There is something to killing freqs that we can't sense. Kind of like how some people, like Sheldon Cooper, completely miss obvious social cues but still feel like they missed something.

Certainly it is a bit overkill. However, I think the more non-existent the noise floor is, the better.
 
listen this thing back to 8 years ago. smooth and natural sound from the headphone I ever heard before.
 
I was at CES last week and I got to hear these beauties. They were everything I had imagined them to be. I had to go back to the booth a couple times every day just to get another chance to listen to them more.

http://imgur.com/AU8Il
 
I work in theatre. And a regular guest at one of my old places of employment was a certain nationally known string quartet. One of their members complained to our audio engineer about the air-handler system noise, and wanted the HVAC cut for their show (fire marshall would throw a fit, so that was an easy I don't even have to think about it "hell no" request)...OR for us to put a very low frequency filter (~30Hz and lower) on the recording gear (we recorded all shows).

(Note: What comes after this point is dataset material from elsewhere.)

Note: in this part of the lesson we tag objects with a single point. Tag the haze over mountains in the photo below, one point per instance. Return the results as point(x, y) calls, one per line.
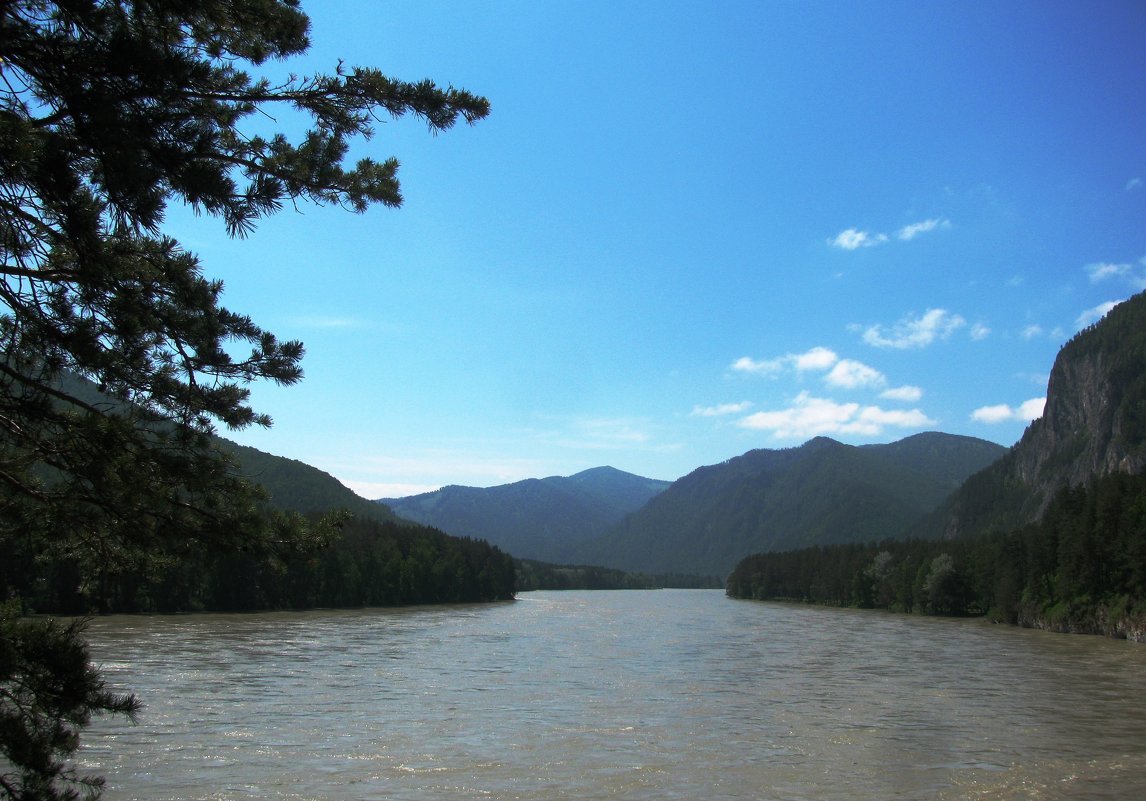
point(548, 519)
point(821, 493)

Said musician is a smart person. Follows tech, is a good musician, and is not stupid by any means. But the frequencies they were wanting us to filter out were WAY below anything any string instrument could generate as a fundamental by an octave at least. As in only large pipe organs generate sound there, and even then the amplitude is so low in the recording gear (The HVAC is generating this so the amplitude is not high unlike an organ) as to be a non factor musically.
A 5 string bass's B string is 30Hz.
 
so whats the point creating that if you cant hear it:confused:

Give any group of talented, enthusiastic engineers unlimited funds and a mandate to achieve perfection and the result will likely be similarly above and beyond what is necessary or even practical.

You may not be able to hear 100,000 Hz, but creating headphones capable of reproducing upwards of said frequency is a tremendous achievement. Certainly something the Sennheiser engineers are quite proud of.
 
In the case of frequencies lower than you can hear, you may not be able to hear them, but you can certainly still feel them.
 
so whats the point creating that if you cant hear it:confused:

The point is that when you push audio electronics far beyond the limitations of the hearing it typically pushes resonances, distortion etc. also away from audible frequencies.

Electronics just as moving membranes typically start to degrade in performance the closer you get to the envelope limit of the performance.

When people laugh at 100khz specs they don't understand the technological reasoning behind it.
 
A 5 string bass's B string is 30Hz.

And even 30hz string can produce harmonic frequencies of a much wider range. It's too narrowminded to think "if a string can produce only 30hz I don't need anything below that". Multiple things together can create various harmonics which would get erased.